# Wahrscheinlichkeitsmodelle



## Wirtschaftsinformatiker (12. Dez 2022)

Um welche Wahrscheinlichkeitsmodelle ea geht und wie kann ich die Aufgaben lösen?


----------



## temi (12. Dez 2022)

Das klingt jetzt nicht nach Java, eher nach Mathematik.


----------



## LimDul (12. Dez 2022)

Ihr werdet doch vermutlich ein paar Wahrscheinlichkeitsmodelle gehabt haben. Ich bin da nicht so firm drin, aber wenn die die mal alle aufzählst und definierst, was die bedeuten, sollte die Aufgabe lösbar sein


----------



## M.L. (12. Dez 2022)

Wirtschaftsinformatiker hat gesagt.:


> Wahrscheinlichkeitsmodelle


Je nach vermitteltem Lehrstoff könnten versch. Modelle passen:
Bernoulli: es gibt eine Auskunft (oder eben nicht)
Binomial (dürfte am besten passen): https://de.wikipedia.org/wiki/Binomialverteilung
Poisson: eine Auskunft zu bekommen ist generell ein seltenes Ereignis

Geschätzte Zeit pro Anruf: 60 Minuten / 10 Anrufe = 6 Minuten


----------



## White_Fox (12. Dez 2022)

Hat er denn wenigstens schon die Aufgabe, die er bereits vor wenigen Tagen hier so lieb- und motivationslos reingerotzt hat, zufriedenstellend gelöst?
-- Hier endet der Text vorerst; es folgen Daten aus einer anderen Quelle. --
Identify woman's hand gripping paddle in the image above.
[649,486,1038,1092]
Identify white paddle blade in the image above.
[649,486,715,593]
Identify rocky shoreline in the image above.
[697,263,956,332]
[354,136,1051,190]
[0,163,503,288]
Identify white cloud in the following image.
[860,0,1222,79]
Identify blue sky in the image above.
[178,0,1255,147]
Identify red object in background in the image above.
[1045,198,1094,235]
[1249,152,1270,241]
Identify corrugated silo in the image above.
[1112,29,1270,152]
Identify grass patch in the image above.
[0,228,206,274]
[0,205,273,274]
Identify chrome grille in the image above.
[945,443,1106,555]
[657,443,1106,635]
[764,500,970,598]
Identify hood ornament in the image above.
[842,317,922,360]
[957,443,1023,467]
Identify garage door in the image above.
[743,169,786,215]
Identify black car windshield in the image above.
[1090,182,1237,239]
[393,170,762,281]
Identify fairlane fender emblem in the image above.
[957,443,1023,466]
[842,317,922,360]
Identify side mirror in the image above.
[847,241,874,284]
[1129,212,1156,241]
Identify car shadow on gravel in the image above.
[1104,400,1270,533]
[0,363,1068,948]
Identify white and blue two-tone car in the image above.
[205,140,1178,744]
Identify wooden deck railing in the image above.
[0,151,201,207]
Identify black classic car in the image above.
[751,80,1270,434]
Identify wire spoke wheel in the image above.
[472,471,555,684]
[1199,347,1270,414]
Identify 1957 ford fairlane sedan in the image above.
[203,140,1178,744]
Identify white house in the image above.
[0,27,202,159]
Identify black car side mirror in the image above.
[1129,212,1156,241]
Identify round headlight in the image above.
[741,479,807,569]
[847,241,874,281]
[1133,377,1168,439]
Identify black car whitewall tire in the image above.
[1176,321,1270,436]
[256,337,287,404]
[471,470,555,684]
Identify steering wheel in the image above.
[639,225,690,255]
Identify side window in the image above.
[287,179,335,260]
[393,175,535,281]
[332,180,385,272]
Wann kapieren solche Menschen eigentlich, daß ein Studium vor vor allem heißt, selber etwas tun zu müssen? Vielleicht sollte er lieber ein Laberfach "studieren" und danach in die Politik gehen.


----------



## yfons123 (12. Dez 2022)

White_Fox hat gesagt.:


> Wann kapieren solche Menschen eigentlich, daß ein Studium vor vor allem heißt, selber etwas tun zu müssen?


das studium beschleunigt halt nur das was man selber dann lernt 

wenn man aber selber nichts lernt dann kann man nichts beschleunigen
in meinem studium haben wir die ersten 2 semester immer zusammen gelernt und gerätselt, bis halt corona gekommen ist


----------